TMCnet Feature
March 23, 2021

Cyber Threat Intelligence Feeds: Combining Sources to Enhance Cybersecurity Efforts

It’s no longer enough to focus on keeping threat actors out of an organization’s network. Multiple cybersecurity incidents have repetitively proven that intruders could sit inside networks undetected for weeks or months.

Threat intelligence feeds can help detect suspicious activity, map out Internet footprints, and conduct cybersecurity investigations, among other purposes. Such feeds could include multiple data sources, ranging from malware databases, WHOIS domain records, IP intelligence, Domain Name System (DNS) databases, and more.

But why should you be interested in using all that data? This post looks at a few use cases.

Detect Possible Phishing Domains and Subdomains

Combined Data Sources: Typosquatting Data Feed, Newly Registered & Just Expired Domains Database, and Subdomains Database

According to Verizon’s (News - Alert) 2020 Data Breach Investigations Report (DBIR), 22% of breaches involved phishing. The malicious emails may contain malware or impersonate suppliers, CEOs, other entities, and sometimes ride on current events. To execute attacks smoothly, threat actors mostly use look-alike or typosquatting domains and subdomains.

Including cyber threat intelligence feeds that return typosquatting domains could help protect an organization’s workforce from phishing attacks. A peek into a typosquatting database and a newly registered domain (NRD) data feed, for instance, revealed that 72 new domains containing the string “indiancreek” appeared on the DNS on 11 March 2021.

A total of 337 subdomains with the string “indiancreek” were also found in a subdomain database.

Indian Creek Island is an exclusive island that’s home to high-profile personalities, including Ivanka Trump and Tom Brady. Its official domain is indiancreekvillage[.]org. The look-alike domains and subdomains could be used to imitate the village administration and even residents in phishing emails.

Check Domain Reputation

Combined Data Sources: DNS Database, Passive DNS Database, Blocklist Engines, SSL Certificate Chain Intelligence

Part of a good cybersecurity strategy is detecting intruders in a network. Domains that appear in network logs can be run against different cyber threat intelligence feeds to check for inconsistencies and problematic configurations.

Reputation scoring can be implemented where domains with the most number of misconfigurations get the least score and should thus be flagged. The URL billing[.]netflix[.]user[.]solution[.]id2[.]client-redirection[.]com, for example, has the following configuration:

  • A record: 204[.]11[.]56[.]48
  • No mail server found
  • Nameserver: ns1626[.]ztomy[.]com
  • No Secure Sockets Layer (SSL) certificates

Having no mail server could mean that the domain owner does not want to receive emails. The absence of SSL certificates, on the other hand, doesn’t add up since a company like Netflix would certainly always configure one for its websites. Additionally, what do malware databases and blocklist sites say about the URL?

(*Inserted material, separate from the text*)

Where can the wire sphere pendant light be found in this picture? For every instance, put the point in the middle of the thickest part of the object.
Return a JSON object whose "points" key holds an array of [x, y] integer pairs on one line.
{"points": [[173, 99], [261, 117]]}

Various engines, including ESET (News - Alert), Kaspersky, and Sophos, in fact, reported the domain malicious. Furthermore, a passive DNS database associates the IP address and nameserver to hundreds of other domains, some of which are also tagged malicious.

Expand Indicator of Compromise Lists

Combined Data Sources: IoC Lists, Historical WHOIS Database, IP Netblocks Database, Passive DNS Database

In addition to blocking indicators of compromise (IoCs) of known threats, organizations can also stay better protected when exploring domains and IP addresses connected to them. A recent investigation into Ramnit IoCs, for instance, was able to expand the IoC list.

The expansion was done by looking into the IoCs’ historical WHOIS records and looking for domains and IP addresses that share the domain’s WHOIS information. An IP netblocks database was also one of the threat intelligence feeds used to determine the range of the IP addresses.


A cybersecurity system is often only as good as its data sources. Weak or incomplete data could result in weak defense. Gleaning intelligence from various and combined threat intelligence feeds can help organizations protect their networks and, at the same time, detect intruders that could have made their way in already.